Что-то в ее рассказах все больше и больше раздражало гаупткомиссара. Возможно, просто мысль о том, что никто на свете никогда не отзовется с таким уважением о нем самом.
— Это звучит очень… как бы это выразиться… благородно, фрау Бёгер, — осторожно произнес он. — Но если у него было так мало пациентов, как ему удавалось оплачивать такую большую квартиру, где он их принимал, да и вообще зарабатывать себе на жизнь?
— Он получил богатое наследство. Его семья когда-то выращивала табак в Рейнской долине. Эти деньги он не любил и называл их «никотиновыми».
— Но все равно пользовался ими.
— Чтобы помогать другим! — с придыханием пояснила Бригитта Бёгер. — Ведь он был единственным наследником. Никого из близких. Как одинокая звезда на небе. И я надеюсь, что он теперь там.
Тойер хотел было съязвить: мол, что это за звезда на небе, которая теперь попала на небо… Но вместо этого спросил:
— Где он жил?
— Под крышей у него квартирка из трех комнат. Больше ему, по-моему, не требовалось.
— Вы так считаете?
— Я никогда не бывала в той квартире. Так близко мы не общались.

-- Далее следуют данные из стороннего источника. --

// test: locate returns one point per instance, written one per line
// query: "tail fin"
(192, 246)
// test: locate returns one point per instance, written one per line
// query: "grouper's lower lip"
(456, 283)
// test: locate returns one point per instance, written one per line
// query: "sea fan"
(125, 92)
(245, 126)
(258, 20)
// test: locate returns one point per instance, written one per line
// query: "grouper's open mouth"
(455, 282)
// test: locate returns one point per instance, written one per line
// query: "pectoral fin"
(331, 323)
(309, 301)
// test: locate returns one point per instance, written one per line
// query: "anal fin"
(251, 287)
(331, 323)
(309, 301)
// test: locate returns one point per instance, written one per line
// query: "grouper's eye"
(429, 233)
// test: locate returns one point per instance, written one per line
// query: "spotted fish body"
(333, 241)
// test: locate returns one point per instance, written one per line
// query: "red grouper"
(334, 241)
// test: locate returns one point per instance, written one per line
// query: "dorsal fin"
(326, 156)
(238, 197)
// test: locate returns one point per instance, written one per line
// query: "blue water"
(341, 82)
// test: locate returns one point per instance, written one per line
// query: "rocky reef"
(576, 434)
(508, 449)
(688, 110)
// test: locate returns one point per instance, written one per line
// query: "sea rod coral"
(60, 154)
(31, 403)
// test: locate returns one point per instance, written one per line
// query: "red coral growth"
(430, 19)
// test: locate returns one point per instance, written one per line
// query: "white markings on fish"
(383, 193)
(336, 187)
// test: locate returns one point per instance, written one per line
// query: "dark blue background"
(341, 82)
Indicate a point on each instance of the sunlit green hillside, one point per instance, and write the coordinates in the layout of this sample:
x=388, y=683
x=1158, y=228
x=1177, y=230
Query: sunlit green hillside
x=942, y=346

Тойер замолк. Если прежде ассистентка его раздражала, то теперь ему стало ее жалко. Он украдкой покосился на ее руки. Короткие пальцы, при лунном свете не видно обручального кольца.
— Вы никогда не были замужем?
— Как-то не получилось, — тихо сказала она. Сыщик мысленно сосчитал до десяти, проявив максимальный такт, на какой был способен, после чего переключился на другую тему:
— Что произошло сегодня?
Бёгер опять затрясло.
— Где-то около восьми вечера я обнаружила, что забыла на работе свои таблетки. У меня барахлят почки, и я вынуждена три раза в день принимать лекарство. Так что я попросила соседку присмотреть за мамой. Мы так иногда поступаем, если случается что-нибудь непредвиденное. Фрау Лейдиг такая отзывчивая…

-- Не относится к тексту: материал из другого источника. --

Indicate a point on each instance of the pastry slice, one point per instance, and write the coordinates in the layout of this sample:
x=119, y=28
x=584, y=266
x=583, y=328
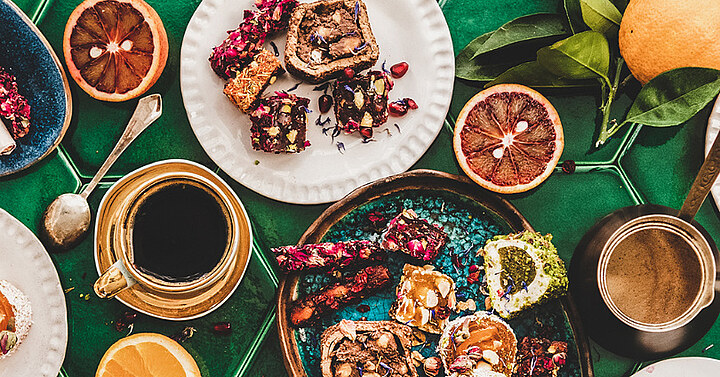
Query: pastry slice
x=425, y=299
x=367, y=349
x=478, y=345
x=522, y=270
x=361, y=102
x=279, y=123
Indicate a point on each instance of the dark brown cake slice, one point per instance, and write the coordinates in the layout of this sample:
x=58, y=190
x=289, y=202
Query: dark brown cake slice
x=361, y=102
x=279, y=123
x=367, y=348
x=249, y=83
x=327, y=36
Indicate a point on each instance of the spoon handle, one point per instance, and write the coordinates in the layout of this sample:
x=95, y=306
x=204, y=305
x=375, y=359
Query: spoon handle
x=149, y=108
x=703, y=182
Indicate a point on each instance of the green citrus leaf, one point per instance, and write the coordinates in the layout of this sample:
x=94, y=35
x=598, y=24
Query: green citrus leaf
x=583, y=56
x=574, y=16
x=524, y=29
x=469, y=69
x=675, y=96
x=535, y=75
x=601, y=16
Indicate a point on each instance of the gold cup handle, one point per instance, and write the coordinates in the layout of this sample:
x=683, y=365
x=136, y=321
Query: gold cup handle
x=113, y=281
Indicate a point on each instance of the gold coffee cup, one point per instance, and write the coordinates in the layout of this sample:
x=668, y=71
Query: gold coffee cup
x=133, y=196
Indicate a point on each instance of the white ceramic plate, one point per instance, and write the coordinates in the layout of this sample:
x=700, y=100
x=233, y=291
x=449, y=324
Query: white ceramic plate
x=410, y=30
x=710, y=134
x=682, y=367
x=25, y=263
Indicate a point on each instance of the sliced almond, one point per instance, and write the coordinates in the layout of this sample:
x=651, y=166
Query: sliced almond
x=431, y=299
x=491, y=357
x=359, y=100
x=443, y=286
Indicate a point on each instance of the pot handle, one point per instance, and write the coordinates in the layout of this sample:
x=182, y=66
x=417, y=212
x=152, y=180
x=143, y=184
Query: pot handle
x=113, y=281
x=703, y=182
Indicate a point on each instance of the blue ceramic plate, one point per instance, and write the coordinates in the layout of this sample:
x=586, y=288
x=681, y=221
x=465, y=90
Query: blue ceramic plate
x=469, y=215
x=25, y=53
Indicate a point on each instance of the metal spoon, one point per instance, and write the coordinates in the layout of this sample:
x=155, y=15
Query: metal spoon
x=67, y=218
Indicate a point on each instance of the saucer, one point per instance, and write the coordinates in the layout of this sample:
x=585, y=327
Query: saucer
x=174, y=307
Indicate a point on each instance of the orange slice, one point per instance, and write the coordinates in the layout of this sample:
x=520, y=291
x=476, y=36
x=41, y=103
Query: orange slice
x=115, y=49
x=508, y=138
x=147, y=355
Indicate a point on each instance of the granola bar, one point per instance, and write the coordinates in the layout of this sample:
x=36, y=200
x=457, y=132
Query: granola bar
x=327, y=255
x=249, y=83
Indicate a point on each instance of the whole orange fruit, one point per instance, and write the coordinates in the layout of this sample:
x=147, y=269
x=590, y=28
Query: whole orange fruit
x=660, y=35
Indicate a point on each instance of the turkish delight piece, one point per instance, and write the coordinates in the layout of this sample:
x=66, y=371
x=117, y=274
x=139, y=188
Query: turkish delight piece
x=413, y=236
x=540, y=357
x=327, y=255
x=240, y=46
x=425, y=299
x=361, y=102
x=279, y=123
x=275, y=14
x=249, y=83
x=306, y=311
x=522, y=270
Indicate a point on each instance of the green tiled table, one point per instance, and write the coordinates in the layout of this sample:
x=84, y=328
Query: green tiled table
x=640, y=165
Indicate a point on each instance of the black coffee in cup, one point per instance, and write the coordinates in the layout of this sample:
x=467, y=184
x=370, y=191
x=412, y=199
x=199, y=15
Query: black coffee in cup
x=654, y=276
x=180, y=232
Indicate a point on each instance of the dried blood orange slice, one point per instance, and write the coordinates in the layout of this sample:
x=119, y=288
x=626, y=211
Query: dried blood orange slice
x=508, y=138
x=115, y=49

— Где вы живете? — спросил гаупткомиссар, уже заранее угадав ответ.
— На Фридрих-Эберт-Анлаге, 516. — Бёгер кивнула, словно это само собой разумелось, а потом добавила: — Всю жизнь.
Тойер тут же извинился и быстро поднялся наверх. Лейдига он нашел стоящим в дверях, на руках защитные перчатки. Комиссар изучал старомодный журнал регистрации, который ему милостиво вынесли.
— Ты ведь знаком с этой женщиной! — переводя дух, воскликнул гаупткомиссар. — Почему мне ничего не сказал?
Лейдиг пожал плечами.
— Господин Лейдиг, отвечайте!
— Она подруга моей матери, — напыщенно сообщил хитрец. — А с ее подругами я не разговариваю. К счастью, она меня не видела.
Это прозвучало так непрофессионально, беспомощно, но притом так непривычно дерзко, что Тойер просто повернулся и шагнул к лестнице.
Но чтобы хоть как-то облегчить душу, по пути он заглянул в кабинет врача и проревел: когда же ему наконец позволят зайти? Коллега Мюллер — Тойер не без труда припомнил его фамилию — сыпал в тот момент на пол белый порошок. Он повернул к гаупткомиссару голову и тоже заорал:
— Мы делаем то, что позволяет таким ничтожествам, как вы, хотя бы изредка раскрывать преступления, вот что мы делаем. Или вы сами умеете это делать, а? Сидя за письменным столом!